It pains me to see traditional "Bruins hockey" reduced to being a mere imitation of Florida. They should've never abandoned it.
That aside, weren't last year's Bruins a better version of these Bruins? What Florida did to them, Tampa did to them, and the Islanders did to them, they pin their ears back on the forecheck and keep them from breaking out, and if they don't force a turnover they punish the D retrieving the puck. By game *3*, Charlie McAvoy looked like a boxer who went 12 rounds and lost. It's not just the pressure, it's the degradation of defensemen over the course of a series.
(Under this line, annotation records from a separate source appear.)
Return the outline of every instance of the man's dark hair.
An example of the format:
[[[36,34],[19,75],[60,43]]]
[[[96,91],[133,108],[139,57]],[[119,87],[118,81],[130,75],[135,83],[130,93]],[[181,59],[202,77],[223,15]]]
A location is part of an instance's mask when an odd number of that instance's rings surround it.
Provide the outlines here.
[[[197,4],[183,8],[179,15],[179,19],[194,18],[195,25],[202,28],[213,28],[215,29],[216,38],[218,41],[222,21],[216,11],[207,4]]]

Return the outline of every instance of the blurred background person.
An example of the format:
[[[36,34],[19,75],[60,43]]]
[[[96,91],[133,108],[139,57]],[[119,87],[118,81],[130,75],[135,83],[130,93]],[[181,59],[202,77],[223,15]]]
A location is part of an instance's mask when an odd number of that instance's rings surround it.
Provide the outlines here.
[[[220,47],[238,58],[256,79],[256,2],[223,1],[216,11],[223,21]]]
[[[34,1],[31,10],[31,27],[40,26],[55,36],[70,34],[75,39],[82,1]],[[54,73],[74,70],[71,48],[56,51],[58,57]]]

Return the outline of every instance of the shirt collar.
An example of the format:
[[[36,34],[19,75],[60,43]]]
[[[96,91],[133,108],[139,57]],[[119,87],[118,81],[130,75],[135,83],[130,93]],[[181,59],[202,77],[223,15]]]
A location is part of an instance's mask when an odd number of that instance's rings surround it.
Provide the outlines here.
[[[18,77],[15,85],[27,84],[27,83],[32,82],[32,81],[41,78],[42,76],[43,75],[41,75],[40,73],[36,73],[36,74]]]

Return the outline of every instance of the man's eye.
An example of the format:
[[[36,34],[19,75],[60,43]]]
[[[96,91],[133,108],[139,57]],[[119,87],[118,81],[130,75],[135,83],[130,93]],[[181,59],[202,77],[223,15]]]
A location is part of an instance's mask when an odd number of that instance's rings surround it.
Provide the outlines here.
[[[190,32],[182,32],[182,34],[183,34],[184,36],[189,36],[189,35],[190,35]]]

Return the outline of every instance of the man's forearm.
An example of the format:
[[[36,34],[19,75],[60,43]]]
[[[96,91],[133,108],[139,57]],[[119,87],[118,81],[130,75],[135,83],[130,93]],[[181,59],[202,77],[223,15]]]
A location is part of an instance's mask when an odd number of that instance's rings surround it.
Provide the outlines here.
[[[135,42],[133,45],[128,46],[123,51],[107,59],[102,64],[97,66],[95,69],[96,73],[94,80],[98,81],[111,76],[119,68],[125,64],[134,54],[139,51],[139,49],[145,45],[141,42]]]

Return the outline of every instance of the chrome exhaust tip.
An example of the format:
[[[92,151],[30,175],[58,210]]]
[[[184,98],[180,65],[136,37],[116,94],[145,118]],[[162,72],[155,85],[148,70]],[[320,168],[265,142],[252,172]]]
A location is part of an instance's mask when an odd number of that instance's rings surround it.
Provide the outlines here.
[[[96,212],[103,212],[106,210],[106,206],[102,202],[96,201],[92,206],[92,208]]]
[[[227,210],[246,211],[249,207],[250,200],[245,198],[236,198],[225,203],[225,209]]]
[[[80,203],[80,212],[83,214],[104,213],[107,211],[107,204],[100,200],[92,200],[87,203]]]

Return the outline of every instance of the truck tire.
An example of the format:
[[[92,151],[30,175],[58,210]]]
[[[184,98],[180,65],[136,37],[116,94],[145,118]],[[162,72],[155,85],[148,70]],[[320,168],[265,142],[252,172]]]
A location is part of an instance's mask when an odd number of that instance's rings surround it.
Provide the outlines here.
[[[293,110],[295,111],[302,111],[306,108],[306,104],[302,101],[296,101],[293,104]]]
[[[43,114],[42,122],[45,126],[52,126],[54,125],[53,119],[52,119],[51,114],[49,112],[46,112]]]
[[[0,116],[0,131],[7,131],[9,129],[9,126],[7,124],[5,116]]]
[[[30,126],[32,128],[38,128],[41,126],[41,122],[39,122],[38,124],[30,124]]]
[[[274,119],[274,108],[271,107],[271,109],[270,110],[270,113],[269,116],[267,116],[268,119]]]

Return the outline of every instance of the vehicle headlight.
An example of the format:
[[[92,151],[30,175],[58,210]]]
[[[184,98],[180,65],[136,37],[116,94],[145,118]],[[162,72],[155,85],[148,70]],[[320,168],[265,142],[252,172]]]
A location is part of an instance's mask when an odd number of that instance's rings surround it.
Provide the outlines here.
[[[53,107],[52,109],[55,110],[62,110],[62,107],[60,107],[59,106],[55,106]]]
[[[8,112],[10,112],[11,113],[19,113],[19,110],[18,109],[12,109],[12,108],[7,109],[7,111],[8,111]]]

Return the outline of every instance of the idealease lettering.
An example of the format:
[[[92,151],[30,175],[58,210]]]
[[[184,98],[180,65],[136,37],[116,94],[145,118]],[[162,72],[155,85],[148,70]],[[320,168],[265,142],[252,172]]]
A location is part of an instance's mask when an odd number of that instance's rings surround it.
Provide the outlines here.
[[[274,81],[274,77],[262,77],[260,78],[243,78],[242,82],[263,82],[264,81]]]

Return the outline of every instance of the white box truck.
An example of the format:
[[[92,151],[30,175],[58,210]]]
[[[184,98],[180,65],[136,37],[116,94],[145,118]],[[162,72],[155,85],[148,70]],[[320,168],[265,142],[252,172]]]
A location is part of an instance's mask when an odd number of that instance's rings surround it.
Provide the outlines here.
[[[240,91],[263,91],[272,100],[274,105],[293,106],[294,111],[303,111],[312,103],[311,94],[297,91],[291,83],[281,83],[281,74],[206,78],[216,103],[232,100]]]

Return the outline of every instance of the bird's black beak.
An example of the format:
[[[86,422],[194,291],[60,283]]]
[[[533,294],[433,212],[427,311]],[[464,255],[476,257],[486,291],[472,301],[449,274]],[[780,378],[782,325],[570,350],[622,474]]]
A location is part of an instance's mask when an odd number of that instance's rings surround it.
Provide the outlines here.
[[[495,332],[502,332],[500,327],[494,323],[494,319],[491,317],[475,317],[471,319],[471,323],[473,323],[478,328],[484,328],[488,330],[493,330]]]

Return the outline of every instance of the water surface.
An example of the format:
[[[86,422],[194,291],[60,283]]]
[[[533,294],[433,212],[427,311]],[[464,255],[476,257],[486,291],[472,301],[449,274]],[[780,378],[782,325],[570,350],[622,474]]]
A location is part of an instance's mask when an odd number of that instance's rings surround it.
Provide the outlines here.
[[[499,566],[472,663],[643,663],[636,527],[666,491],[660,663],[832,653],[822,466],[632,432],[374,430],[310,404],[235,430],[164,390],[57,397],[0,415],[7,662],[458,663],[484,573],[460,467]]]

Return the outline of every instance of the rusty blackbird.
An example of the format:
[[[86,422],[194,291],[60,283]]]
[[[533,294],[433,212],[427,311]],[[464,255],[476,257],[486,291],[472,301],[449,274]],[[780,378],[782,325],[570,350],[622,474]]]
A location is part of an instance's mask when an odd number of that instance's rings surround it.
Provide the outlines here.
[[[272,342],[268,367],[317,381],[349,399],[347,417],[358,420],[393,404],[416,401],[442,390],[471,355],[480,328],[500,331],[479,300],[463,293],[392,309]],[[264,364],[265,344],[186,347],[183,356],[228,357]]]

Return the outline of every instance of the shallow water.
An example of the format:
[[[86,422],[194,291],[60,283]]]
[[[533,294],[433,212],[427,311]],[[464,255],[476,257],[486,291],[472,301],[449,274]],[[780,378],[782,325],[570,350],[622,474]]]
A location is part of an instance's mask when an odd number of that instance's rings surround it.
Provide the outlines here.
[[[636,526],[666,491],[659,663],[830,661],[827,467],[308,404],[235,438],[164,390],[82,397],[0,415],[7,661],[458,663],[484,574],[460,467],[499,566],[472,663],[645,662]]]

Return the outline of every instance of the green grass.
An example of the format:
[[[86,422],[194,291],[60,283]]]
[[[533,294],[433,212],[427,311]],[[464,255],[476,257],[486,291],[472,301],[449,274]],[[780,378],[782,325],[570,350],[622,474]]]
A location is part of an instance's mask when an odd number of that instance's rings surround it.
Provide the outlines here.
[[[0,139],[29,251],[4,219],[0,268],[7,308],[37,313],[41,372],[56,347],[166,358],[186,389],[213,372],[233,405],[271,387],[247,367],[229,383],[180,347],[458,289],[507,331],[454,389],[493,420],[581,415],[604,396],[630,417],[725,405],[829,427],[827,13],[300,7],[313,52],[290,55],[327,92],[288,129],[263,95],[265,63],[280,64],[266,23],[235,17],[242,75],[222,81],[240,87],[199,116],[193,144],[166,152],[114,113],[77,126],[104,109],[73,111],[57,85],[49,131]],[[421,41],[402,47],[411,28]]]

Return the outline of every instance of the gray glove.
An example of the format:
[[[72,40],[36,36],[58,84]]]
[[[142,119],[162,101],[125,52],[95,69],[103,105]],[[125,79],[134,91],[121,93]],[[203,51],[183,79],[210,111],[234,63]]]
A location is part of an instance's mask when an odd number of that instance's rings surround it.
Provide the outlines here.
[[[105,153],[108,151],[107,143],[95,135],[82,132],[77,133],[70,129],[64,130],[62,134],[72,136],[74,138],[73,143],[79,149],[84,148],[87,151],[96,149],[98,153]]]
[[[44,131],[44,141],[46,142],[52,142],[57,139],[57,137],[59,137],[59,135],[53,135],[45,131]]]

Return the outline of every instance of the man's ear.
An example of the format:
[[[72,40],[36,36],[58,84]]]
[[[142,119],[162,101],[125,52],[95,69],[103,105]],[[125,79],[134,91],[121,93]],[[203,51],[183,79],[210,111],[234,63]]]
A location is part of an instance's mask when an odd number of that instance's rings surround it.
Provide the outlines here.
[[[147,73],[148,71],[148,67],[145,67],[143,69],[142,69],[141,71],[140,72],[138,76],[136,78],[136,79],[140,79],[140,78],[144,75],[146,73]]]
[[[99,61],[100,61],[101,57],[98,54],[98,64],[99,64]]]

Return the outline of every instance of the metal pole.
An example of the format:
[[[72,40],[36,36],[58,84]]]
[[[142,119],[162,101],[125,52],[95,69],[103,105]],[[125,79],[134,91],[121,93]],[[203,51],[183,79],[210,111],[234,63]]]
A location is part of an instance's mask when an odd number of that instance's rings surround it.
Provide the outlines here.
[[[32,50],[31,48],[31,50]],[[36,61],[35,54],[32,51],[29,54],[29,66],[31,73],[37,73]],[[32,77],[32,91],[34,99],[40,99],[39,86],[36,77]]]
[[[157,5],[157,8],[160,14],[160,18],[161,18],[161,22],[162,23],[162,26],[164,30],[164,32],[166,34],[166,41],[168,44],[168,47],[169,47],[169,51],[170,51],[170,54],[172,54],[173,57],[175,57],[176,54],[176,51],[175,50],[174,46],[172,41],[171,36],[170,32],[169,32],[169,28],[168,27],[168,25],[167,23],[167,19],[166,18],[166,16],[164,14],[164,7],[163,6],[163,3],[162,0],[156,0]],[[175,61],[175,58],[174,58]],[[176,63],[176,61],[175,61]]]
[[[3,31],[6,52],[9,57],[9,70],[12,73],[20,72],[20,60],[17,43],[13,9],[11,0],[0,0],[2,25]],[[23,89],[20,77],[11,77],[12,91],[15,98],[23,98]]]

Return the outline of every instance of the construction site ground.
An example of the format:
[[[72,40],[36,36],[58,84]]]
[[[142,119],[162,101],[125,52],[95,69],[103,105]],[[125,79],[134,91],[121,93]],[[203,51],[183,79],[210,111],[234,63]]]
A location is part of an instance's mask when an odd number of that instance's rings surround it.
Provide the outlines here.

Vegas beat them with defensemen who are big, mobile, and defend well, Pietrangelo, Martinez, Theodore, Hague, McNabb, with strong possession forwards like Eichel and Stone at the top, and with physical forwards lower in the lineup like Barbashev and Kolesar who can turn the tables on Florida. Outside of Ekblad and Montour their D is nothing special and doesn't need to be, they can be taken advantage of. The Rangers have a healthy mix of big strong D who can't defend, with small skilled D who can't defend, and Edmonton wishes they could defend like the Rangers.
The "Florida" model is probably not achievable for the Bruins right now, but the Vegas model is. They need serious help at center, their middle/bottom forwards need to play a much more physical game AND get in on the forecheck, but their defense might not be that far off if they can add one good piece, provided that their forwards can give them *some* relief. There's no Selke winner available, but there is a Selke runner up who plays the bumper on the PP. That would be a decent start.